Why UK Plc should heed wise words of Archbishop of Canterbury
A Catholic priest once told me that Faith is something reasonable. Indeed most of society runs by faith in the sense that what we know we have usually learned from others, not through our own direct knowledge. Faith in another is reasonable if we realise they know what they are talking about and we have reasons to trust them.
What has this to do with business and the current general lack of trust in business? Quite a lot. This was the theme of a dinner I recently attended at Magdalene College, Cambridge, hosted by Dr Rowan Williams. It was part of an ongoing conversation with a wide range of stakeholders - curated by the Think Tank CoVi and sponsored by KPMG on the subject of "responsible tax for the common good[1]." The title of the event was "Faith in Business" - meaning both faith (in the sense of trust) in business and the place of Faith (as a set of beliefs and values) in guiding business decisions.
At dinner it was pointed out that for Faith to be relevant to society it must have a trustworthy base. The same is true of business: to be trusted it must be trustworthy. Trustworthiness is about actions, not words, so much of the conversation centred on how businesses can be trustworthy.

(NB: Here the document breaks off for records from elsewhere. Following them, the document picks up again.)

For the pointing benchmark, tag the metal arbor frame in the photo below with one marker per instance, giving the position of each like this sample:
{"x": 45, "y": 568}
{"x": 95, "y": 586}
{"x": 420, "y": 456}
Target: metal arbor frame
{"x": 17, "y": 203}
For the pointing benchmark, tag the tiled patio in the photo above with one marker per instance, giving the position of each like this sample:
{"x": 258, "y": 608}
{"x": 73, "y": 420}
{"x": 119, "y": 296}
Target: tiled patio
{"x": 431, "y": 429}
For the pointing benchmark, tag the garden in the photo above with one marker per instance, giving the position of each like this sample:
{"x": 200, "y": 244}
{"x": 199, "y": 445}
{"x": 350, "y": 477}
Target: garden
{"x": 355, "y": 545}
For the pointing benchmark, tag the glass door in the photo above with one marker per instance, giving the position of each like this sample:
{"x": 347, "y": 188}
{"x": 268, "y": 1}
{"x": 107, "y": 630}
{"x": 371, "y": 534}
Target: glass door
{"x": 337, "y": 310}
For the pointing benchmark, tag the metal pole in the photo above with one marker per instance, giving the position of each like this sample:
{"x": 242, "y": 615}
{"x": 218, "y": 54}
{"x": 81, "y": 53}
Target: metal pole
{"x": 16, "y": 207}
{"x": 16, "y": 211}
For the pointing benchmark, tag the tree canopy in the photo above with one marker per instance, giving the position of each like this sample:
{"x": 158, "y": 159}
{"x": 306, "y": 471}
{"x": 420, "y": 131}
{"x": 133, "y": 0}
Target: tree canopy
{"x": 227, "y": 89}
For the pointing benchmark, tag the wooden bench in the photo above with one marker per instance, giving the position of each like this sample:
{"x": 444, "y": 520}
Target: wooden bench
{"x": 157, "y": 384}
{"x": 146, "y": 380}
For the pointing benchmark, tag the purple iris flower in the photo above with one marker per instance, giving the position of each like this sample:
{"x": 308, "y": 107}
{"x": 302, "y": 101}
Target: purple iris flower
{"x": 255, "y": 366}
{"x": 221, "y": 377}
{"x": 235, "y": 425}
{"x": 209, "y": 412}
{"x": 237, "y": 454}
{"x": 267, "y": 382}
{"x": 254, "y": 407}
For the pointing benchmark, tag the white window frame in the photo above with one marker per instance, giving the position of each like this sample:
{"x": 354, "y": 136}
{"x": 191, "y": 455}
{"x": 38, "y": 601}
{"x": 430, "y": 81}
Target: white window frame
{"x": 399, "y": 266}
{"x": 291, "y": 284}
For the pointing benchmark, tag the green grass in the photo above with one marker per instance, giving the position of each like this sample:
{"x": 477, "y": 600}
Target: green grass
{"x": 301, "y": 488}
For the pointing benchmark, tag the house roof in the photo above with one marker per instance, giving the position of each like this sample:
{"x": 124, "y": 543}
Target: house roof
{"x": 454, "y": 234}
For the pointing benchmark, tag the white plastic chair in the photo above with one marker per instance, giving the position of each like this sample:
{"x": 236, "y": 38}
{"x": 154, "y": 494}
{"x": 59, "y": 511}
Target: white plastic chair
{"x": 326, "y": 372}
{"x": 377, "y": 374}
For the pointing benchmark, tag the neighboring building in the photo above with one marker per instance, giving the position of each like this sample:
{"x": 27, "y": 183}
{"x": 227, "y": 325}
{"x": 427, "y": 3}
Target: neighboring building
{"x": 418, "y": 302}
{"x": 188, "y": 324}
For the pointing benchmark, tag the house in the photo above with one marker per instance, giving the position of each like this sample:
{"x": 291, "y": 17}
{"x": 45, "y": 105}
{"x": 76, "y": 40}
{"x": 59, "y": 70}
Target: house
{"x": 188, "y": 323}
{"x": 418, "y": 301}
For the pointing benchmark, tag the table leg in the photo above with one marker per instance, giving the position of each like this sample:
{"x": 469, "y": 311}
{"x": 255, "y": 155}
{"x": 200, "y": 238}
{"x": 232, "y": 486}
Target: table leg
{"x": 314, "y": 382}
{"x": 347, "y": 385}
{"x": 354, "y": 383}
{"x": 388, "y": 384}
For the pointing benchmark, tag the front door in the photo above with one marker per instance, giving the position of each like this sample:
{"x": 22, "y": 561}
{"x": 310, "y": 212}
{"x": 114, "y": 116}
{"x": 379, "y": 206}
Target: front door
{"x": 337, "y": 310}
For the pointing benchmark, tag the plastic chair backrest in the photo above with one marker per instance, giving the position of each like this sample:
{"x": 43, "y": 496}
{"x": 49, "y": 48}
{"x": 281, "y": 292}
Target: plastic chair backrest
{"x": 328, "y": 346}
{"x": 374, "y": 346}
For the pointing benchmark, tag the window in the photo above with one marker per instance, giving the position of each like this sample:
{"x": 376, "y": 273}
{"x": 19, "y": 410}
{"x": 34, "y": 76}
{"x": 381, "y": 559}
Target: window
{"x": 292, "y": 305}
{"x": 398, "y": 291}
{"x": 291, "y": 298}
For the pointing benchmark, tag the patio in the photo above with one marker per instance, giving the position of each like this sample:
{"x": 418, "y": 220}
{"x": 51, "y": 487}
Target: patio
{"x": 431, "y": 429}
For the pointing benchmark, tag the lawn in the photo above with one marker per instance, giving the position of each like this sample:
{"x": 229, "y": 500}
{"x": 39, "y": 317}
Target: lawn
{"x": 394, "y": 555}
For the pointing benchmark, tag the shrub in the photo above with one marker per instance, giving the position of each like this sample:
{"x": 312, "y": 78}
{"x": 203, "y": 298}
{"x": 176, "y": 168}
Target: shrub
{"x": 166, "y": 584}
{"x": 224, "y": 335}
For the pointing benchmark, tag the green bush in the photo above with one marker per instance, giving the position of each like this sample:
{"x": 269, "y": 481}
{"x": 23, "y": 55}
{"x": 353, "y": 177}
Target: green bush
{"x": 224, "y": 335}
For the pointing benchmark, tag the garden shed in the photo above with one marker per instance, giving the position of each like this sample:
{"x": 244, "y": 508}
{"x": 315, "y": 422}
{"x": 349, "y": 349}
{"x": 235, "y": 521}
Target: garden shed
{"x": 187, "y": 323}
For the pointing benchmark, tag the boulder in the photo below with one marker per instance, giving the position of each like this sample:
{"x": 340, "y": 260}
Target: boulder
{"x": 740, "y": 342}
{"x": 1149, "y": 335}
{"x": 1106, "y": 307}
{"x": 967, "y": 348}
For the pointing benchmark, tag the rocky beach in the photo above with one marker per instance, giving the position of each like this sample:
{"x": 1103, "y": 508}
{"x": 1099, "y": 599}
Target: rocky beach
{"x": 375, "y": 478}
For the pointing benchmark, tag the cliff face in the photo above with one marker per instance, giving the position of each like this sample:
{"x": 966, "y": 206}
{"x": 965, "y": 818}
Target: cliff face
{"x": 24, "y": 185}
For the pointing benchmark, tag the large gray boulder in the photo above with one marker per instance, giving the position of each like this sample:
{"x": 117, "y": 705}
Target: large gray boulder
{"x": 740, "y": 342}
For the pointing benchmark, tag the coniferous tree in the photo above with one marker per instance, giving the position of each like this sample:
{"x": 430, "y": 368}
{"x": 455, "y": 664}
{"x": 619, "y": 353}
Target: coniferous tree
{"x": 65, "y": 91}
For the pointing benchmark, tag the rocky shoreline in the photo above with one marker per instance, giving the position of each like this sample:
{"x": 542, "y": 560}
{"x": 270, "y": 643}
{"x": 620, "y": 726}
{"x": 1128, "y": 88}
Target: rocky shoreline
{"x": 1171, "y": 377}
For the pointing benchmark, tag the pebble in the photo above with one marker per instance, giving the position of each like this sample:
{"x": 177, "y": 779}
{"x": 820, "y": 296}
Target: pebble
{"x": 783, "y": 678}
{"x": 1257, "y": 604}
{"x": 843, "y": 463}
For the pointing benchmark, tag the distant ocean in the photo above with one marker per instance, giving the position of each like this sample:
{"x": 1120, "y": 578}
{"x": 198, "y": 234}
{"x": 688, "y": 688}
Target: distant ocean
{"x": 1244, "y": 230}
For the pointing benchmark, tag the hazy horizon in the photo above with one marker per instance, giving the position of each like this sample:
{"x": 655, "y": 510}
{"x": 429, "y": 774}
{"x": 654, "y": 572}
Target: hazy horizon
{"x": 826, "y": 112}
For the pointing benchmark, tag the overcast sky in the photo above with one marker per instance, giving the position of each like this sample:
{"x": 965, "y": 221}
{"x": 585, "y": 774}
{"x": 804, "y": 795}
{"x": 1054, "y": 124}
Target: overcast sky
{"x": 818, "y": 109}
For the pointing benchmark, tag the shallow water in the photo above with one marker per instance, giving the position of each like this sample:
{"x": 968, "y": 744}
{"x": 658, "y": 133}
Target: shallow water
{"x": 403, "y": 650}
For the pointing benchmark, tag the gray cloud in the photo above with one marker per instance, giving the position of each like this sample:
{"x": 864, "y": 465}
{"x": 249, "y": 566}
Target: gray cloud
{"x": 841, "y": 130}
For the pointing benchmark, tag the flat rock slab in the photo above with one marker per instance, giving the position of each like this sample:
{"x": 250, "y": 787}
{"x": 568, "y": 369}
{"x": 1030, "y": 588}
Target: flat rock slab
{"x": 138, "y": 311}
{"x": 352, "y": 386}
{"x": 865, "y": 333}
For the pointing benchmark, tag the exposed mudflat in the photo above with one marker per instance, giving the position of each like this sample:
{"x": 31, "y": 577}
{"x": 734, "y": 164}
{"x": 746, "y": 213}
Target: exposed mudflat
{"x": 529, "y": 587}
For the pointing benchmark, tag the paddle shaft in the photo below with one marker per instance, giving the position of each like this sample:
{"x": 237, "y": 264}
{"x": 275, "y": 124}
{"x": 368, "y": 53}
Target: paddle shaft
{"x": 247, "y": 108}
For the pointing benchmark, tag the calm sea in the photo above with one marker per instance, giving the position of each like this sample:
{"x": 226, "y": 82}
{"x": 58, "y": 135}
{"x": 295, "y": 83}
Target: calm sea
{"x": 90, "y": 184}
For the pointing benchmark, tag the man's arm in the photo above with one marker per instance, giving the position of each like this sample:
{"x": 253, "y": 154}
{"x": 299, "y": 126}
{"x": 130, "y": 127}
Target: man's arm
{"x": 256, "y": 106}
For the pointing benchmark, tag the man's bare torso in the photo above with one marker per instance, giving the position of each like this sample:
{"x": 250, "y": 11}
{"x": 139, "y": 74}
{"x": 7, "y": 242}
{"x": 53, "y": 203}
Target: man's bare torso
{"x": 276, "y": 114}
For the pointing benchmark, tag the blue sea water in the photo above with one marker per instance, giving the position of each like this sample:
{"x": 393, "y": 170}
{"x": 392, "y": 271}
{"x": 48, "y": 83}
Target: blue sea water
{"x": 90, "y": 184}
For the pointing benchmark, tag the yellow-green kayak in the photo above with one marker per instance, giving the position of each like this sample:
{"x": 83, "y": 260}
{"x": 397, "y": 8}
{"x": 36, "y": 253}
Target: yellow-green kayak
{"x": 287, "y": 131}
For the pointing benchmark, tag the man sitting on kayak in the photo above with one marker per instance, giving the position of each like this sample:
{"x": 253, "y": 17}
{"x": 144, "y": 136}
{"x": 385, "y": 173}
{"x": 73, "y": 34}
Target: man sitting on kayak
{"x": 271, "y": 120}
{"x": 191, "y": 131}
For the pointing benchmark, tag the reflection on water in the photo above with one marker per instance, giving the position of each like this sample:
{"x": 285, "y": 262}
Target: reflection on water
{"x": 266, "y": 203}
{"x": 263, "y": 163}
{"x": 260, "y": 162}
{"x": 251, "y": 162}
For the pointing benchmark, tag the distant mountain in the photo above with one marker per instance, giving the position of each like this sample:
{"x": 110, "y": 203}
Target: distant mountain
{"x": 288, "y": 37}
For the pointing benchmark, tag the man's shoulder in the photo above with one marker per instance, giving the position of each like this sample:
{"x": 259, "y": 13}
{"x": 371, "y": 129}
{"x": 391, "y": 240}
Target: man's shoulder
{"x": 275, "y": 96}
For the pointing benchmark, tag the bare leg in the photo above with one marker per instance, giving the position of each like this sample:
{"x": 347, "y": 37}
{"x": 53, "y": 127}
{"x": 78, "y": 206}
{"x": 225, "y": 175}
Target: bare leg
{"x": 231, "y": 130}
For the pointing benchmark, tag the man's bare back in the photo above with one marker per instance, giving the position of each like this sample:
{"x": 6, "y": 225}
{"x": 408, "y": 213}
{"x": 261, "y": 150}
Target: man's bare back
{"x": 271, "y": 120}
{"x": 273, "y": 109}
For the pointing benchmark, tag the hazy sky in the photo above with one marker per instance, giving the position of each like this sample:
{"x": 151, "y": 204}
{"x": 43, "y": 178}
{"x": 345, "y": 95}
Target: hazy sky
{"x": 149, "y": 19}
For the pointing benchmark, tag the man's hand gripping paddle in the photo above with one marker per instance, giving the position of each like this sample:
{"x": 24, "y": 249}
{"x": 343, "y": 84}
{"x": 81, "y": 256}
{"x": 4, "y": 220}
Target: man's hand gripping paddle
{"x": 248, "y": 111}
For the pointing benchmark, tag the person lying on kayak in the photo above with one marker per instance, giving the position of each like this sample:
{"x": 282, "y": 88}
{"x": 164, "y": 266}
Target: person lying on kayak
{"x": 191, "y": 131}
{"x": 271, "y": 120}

Transparency, vulnerability & trust
One obvious way is to be transparent. If a company is transparent it can be held to account by its various stakeholders.
Another, perhaps less obvious, way is to be "vulnerable" –being prepared to admit mistakes and not claiming to have all the answers. Paradoxically, we trust someone more if they demonstrate vulnerability rather than proclaiming they are always right. Reflecting on this in the climate of the current debate about business - the controversies about tax and tax planning are a good example -too often this vulnerability is missing.
Businesses proclaim they respect "all applicable laws" and that their practices should not be questioned. On the other side, NGOs and campaigners often appear to insist that their ideas are the only acceptable ones and a business which does not comply must be up to no good – and so cannot be trusted. Interestingly, the Responsible Tax for the Common Good conversation has enabled all parties to start to demonstrate a reciprocal vulnerability which is enabling common ground to be explored.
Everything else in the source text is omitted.